Yo creo que si los ecosistemas no existieran, habría que inventarlos; me parece, en efecto, que los daños cada vez mayores que la actividad humana, provoca en el medio ambiente en que vivimos exigen una toma de conciencia de la opinión pública que obligue a adoptar las medidas correctoras adecuadas. Es de temer, en efecto, que éstas no se llevarán a cabo si los intereses colectivos no prevalecen sobre los intereses privados y sobre las famosas leyes del mercado.Esta afirmación no quiere decir, sin embargo, que los ecologistas tengan siempre razón; más bien su razón está en la propia necesidad de sus gritos de alarma, pero a menudo se equivocan en los problemas que plantean. Esto ocurre de un modo patente en la polémica que se mantiene en torno al desarrolló futuro del sector energético, que me parece paradigmática acerca de las contradicciones en que puede caer el llamado movimiento ecologista cuando intenta conseguir objetivos legítimos sin preocuparse por los métodos y la veracidad de los argumentos necesarios para su logro.

De un modo esquemático y huyendo de toda clase de tecnicismos, pueden afirmarse algunas cosas sencillas e importantes sobre las perspectivas del desarrollo de la producción y el consumo mundial de energía en los próximos decenios.

En primer lugar, es cierto que evitar el despilfarro es una primera necesidad, tanto en la producción como, sobre todo, en el consumo final de la energía; si este despilfarro se corrige, se puede frenar sensiblemente la tasa de incremento de dicho consumo en los países desarrollados, que ya lo tienen bastante elevado. Es, sin embargo, totalmente falso pensar que ese aumento pueda detenerse para la gran masa de la humanidad, que vive en condiciones precarias y que lo necesita para llegar a formas de vida aceptables. Hay que afirmar, por tanto, que el consumo mundial de energía se va a incrementar fuertemente en los próximos 50 años, y ello como consecuencia de un deber ineludible de justicia.

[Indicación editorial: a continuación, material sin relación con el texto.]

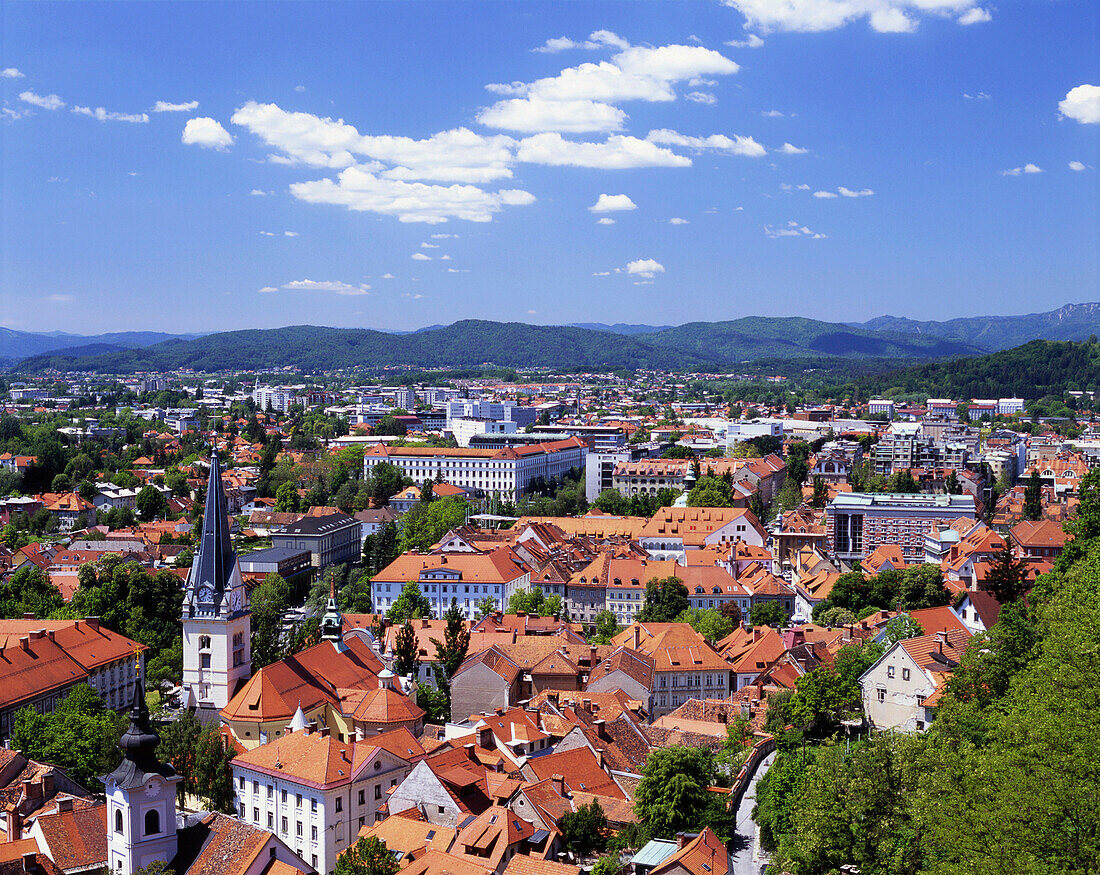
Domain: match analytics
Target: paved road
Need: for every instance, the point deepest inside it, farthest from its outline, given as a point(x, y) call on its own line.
point(748, 857)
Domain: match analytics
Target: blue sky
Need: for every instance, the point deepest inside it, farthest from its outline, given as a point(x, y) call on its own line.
point(207, 166)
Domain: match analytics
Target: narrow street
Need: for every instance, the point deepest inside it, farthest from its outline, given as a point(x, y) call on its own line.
point(748, 859)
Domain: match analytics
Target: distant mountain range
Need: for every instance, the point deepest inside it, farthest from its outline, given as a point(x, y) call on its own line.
point(21, 345)
point(474, 343)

En esos próximos decenios no hay otras opciones para suministrar la producción necesaria que el uso del agua, del carbón, de los hidrocarburos y del uranio. Cada tipo de materia prima tiene su pasivo ecológico; con él hay que enfrentarse reduciéndolo en lo posible, pero sin falacias respecto a una creencia utópica en un ahorro desmesurado o en el desarrollo de energías alternativas. Éstas son aún caras, y lo serán por mucho tiempo, aunque sea cierto que haya que intensificar los esfuerzos tecnológicos para abaratarlas; por otra parte, estas energías son también altamente contaminantes en ciertos casos, como, por ejemplo, la enorme ocupación del territorio que representaría un desarrollo a gran escala del uso de la energía solar o de la eólica.

Fantasmas

En relación con los efectos negativos para el medio ambiente de las energías tradicionales, hay también que ahuyentar algunos fantasmas. Es perfectamente posible, aunque no gratuito, limitar las emisiones de gases nocivos como los óxidos de azufre y nitrógeno. Poco a poco, las tecnologías correspondientes se van abaratando relativamente e, igualmente, se incrementa la seguridad de las centrales nucleares y se avanza en el dominio de las tecnologías para tratar sus residuos.

En todo caso, parece razonable pensar que en los primeros decenios del próximo siglo será necesario seguir produciendo energía, tanto hidráulica y nuclear como basada en la combustión del carbón, el petróleo y el gas natural. En esta perspectiva, están cargados de razón los ministros europeos, en especial Aranzadi y Borrell, cuando rechazan la aplicación inmediata de la llamada eurotasa, que gravaría con un impuesto la producción de la energía con el argumento de los daños que puedan causar al planeta las supuestas concentraciones de CO2 en la alta atmósfera.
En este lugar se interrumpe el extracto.